The last decision I needed to make was how to create the mobile app. My initial thinking was to try and get some more exposure to cross-platform tools by using React Native or Flutter, but after further considering how important it was for me to have a top-notch platform-adherent UX, I decided that it would be too much extra effort to not go fully native. Those tools are great at what they do, and for many apps, they are quite sufficient and yield massive cost savings. But if you want to live on the bleeding edge for a given platform, adopting as many of the first-party features as makes sense, it’s better to go native.

As it happened, SwiftUI was just being announced around the same time as when I was making this decision. I briefly toyed with the idea of going full SwiftUI, but after thinking on It further, I decided against it. SwiftUI at the time was still very new, not fully-featured, and would be in beta form until September of that year. I also knew I’d have to ramp up on some new concepts to get the back-end done, and I tend to try and limit myself to one or two large new things for each project.
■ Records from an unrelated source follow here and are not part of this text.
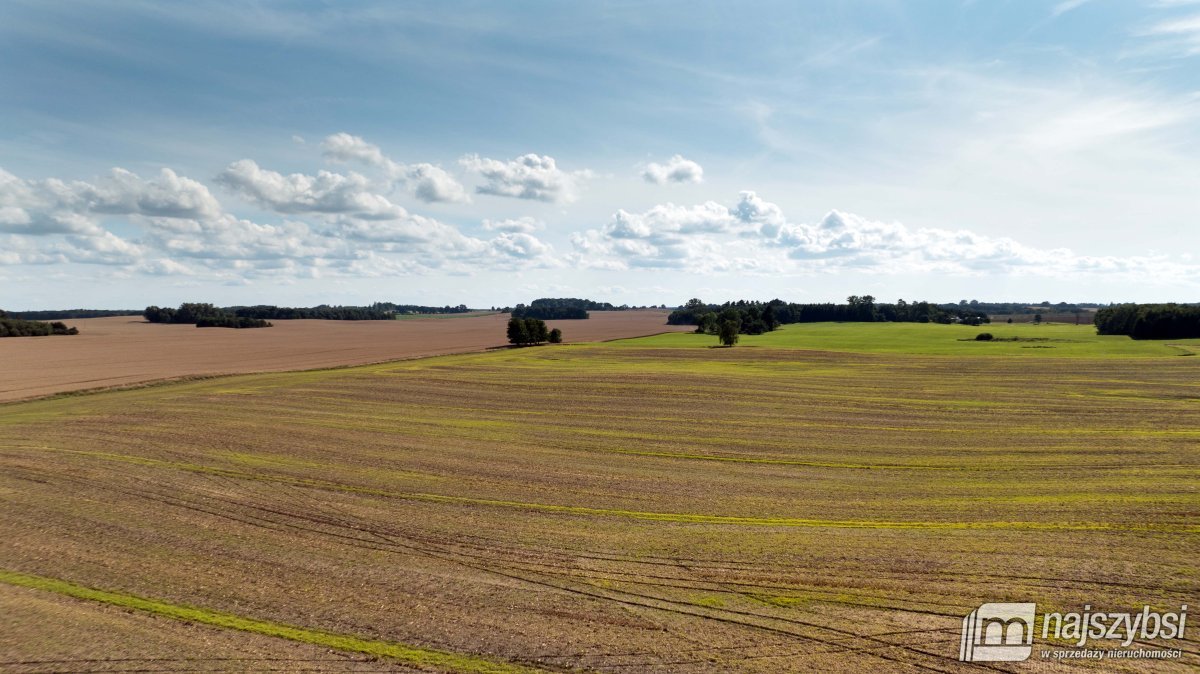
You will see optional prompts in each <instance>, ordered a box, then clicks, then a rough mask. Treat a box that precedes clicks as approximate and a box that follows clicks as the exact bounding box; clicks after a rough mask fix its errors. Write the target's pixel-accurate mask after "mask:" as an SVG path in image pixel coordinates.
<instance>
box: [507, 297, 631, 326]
mask: <svg viewBox="0 0 1200 674" xmlns="http://www.w3.org/2000/svg"><path fill="white" fill-rule="evenodd" d="M624 308H629V307H624ZM589 311H590V312H612V311H622V309H620V308H618V307H614V306H612V305H610V303H608V302H594V301H592V300H582V299H580V297H539V299H536V300H534V301H532V302H529V305H528V306H527V305H517V306H515V307H512V312H511V313H512V317H514V318H540V319H542V320H554V319H558V320H562V319H586V318H588V315H589V314H588V312H589Z"/></svg>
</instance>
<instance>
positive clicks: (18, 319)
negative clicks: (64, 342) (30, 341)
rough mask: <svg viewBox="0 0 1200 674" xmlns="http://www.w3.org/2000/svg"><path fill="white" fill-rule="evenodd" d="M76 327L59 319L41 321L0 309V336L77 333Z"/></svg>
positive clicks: (77, 329) (39, 335)
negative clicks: (11, 312) (60, 321)
mask: <svg viewBox="0 0 1200 674" xmlns="http://www.w3.org/2000/svg"><path fill="white" fill-rule="evenodd" d="M78 333H79V330H78V329H76V327H67V326H66V325H65V324H62V323H60V321H54V323H43V321H41V320H25V319H23V318H13V317H11V315H8V314H7V313H5V312H2V311H0V337H46V336H49V335H78Z"/></svg>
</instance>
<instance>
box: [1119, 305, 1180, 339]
mask: <svg viewBox="0 0 1200 674" xmlns="http://www.w3.org/2000/svg"><path fill="white" fill-rule="evenodd" d="M1096 331H1097V332H1099V333H1100V335H1128V336H1129V337H1133V338H1134V339H1187V338H1190V337H1200V306H1195V305H1175V303H1168V305H1116V306H1112V307H1106V308H1103V309H1100V311H1098V312H1096Z"/></svg>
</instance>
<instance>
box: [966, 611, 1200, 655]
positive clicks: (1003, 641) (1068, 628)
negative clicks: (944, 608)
mask: <svg viewBox="0 0 1200 674" xmlns="http://www.w3.org/2000/svg"><path fill="white" fill-rule="evenodd" d="M1036 613H1037V604H1034V603H1032V602H1031V603H985V604H983V606H980V607H979V608H977V609H974V610H972V612H971V613H970V614H968V615H967V616H966V618H964V619H962V634H961V636H960V638H959V660H961V661H962V662H1021V661H1024V660H1028V657H1030V655H1032V654H1033V626H1034V622H1036ZM1187 620H1188V606H1187V604H1182V606H1181V607H1180V610H1178V612H1158V610H1152V609H1151V607H1148V606H1144V607H1142V609H1141V610H1140V612H1136V613H1108V612H1099V610H1092V604H1087V606H1085V607H1084V610H1082V612H1076V613H1046V614H1043V615H1042V638H1043V639H1054V640H1055V642H1063V640H1066V642H1068V643H1070V644H1072V645H1074V646H1075V649H1076V650H1061V649H1060V650H1043V651H1040V654H1039V655H1040V657H1043V658H1055V660H1066V658H1094V660H1104V658H1111V660H1117V658H1126V660H1142V658H1164V660H1166V658H1178V657H1180V656H1181V655H1182V651H1181V650H1180V649H1168V650H1151V649H1145V648H1140V646H1139V648H1136V649H1129V646H1130V645H1132V644H1133V643H1134V642H1135V640H1141V642H1145V640H1151V639H1162V640H1171V639H1182V638H1183V631H1184V630H1186V628H1187ZM1093 639H1097V640H1108V642H1118V643H1120V644H1121V648H1122V649H1127V650H1118V649H1112V648H1103V646H1102V648H1086V646H1087V644H1088V642H1090V640H1093Z"/></svg>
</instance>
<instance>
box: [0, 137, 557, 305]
mask: <svg viewBox="0 0 1200 674" xmlns="http://www.w3.org/2000/svg"><path fill="white" fill-rule="evenodd" d="M432 179H434V180H436V179H437V176H436V175H433V176H432ZM216 181H217V182H218V183H221V185H222V186H224V187H227V188H229V189H232V191H234V192H236V193H239V194H242V195H245V197H246V198H248V199H250V200H251V201H253V203H256V204H259V205H262V206H265V207H268V209H270V210H271V211H274V212H276V213H278V215H280V216H282V219H281V221H280V222H266V223H264V222H254V221H252V219H246V218H242V217H238V216H235V215H233V213H229V212H227V211H224V210H223V209H222V206H221V204H220V203H218V201H217V200H216V199H215V198H214V197H212V194H211V193H210V192H209V191H208V188H206V187H205V186H204V185H203V183H200V182H198V181H194V180H191V179H187V177H184V176H180V175H178V174H175V173H174V171H170V170H169V169H164V170H163V171H161V173H160V175H157V176H156V177H155V179H151V180H143V179H140V177H139V176H137V175H136V174H133V173H130V171H126V170H122V169H114V170H113V171H112V173H110V174H109V175H108V176H106V177H104V179H103V180H101V181H96V182H82V181H74V182H65V181H61V180H55V179H50V180H46V181H29V180H22V179H19V177H17V176H14V175H12V174H10V173H7V171H4V170H0V233H7V234H8V235H7V236H6V237H5V239H4V240H0V251H2V252H0V265H31V264H104V265H118V266H120V267H122V269H121V270H120V271H114V272H113V273H119V275H128V273H143V275H148V276H168V275H199V276H208V277H210V278H216V279H224V281H238V279H246V278H257V277H264V276H265V277H275V278H280V279H283V281H286V279H288V278H298V277H313V276H337V275H350V276H379V275H386V273H414V272H421V271H427V270H434V269H437V270H443V271H448V272H469V271H472V270H474V269H511V267H512V266H514V265H515V264H517V261H528V263H533V264H534V265H535V266H546V265H552V264H556V260H554V259H553V249H552V247H551V246H548V245H546V243H544V242H541V241H540V240H538V239H536V237H535V236H533V235H532V234H530V233H529V231H523V230H521V229H523V228H529V229H530V230H532V229H534V228H535V223H534V222H533V221H528V222H527V221H523V219H517V221H511V222H509V221H504V222H503V223H498V228H497V231H498V233H499V235H498V236H496V237H494V239H480V237H474V236H468V235H466V234H463V233H461V231H460V230H458V229H457V228H455V227H454V225H450V224H446V223H443V222H439V221H437V219H434V218H431V217H426V216H421V215H418V213H412V212H409V211H407V210H406V209H403V207H402V206H400V205H397V204H394V203H391V201H390V200H389V199H388V198H386V197H384V195H383V194H379V193H377V192H376V191H374V189H373V187H372V183H371V181H370V180H367V179H365V177H364V176H361V175H358V174H354V173H349V174H344V175H343V174H337V173H331V171H319V173H317V174H316V175H306V174H290V175H283V174H280V173H277V171H272V170H268V169H264V168H262V167H259V166H258V164H257V163H256V162H253V161H251V160H242V161H239V162H234V163H233V164H230V166H229V167H228V168H227V169H226V170H223V171H222V173H221V175H220V176H217V179H216ZM108 219H119V221H124V222H122V225H124V229H125V230H127V231H130V233H132V235H128V234H127V235H118V234H115V233H114V231H109V230H108V229H106V228H104V227H102V223H106V222H107V221H108Z"/></svg>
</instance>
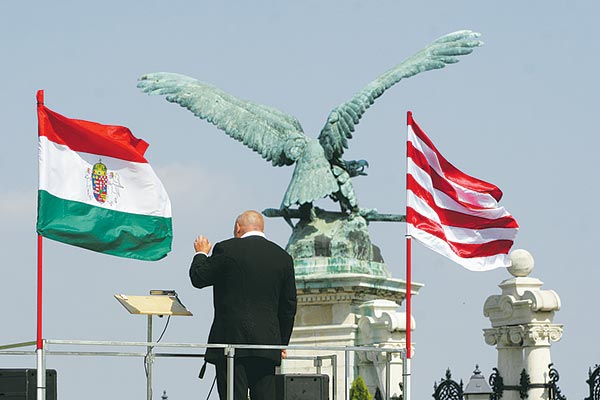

If you pile on too many new technologies for one project, you’ll end up spending way to much time learning and not enough time actually shipping. It’s great to learn new things, it’s part of the reason I pursue these types of projects. But, it can’t be at the expense of actually delivering a product, so I try to always strike a balance.

Next steps

At this point, I had defined project goals, outlined a basic feature-set, and assessed the feasibility of executing on the idea from a technology standpoint. My next step was to get to work building an MVP (minimally viable product) so that I could validate the idea in a real world situation. In the next part of this series, I’ll discuss how I went about creating my MVP, how I tested it, and what I learned.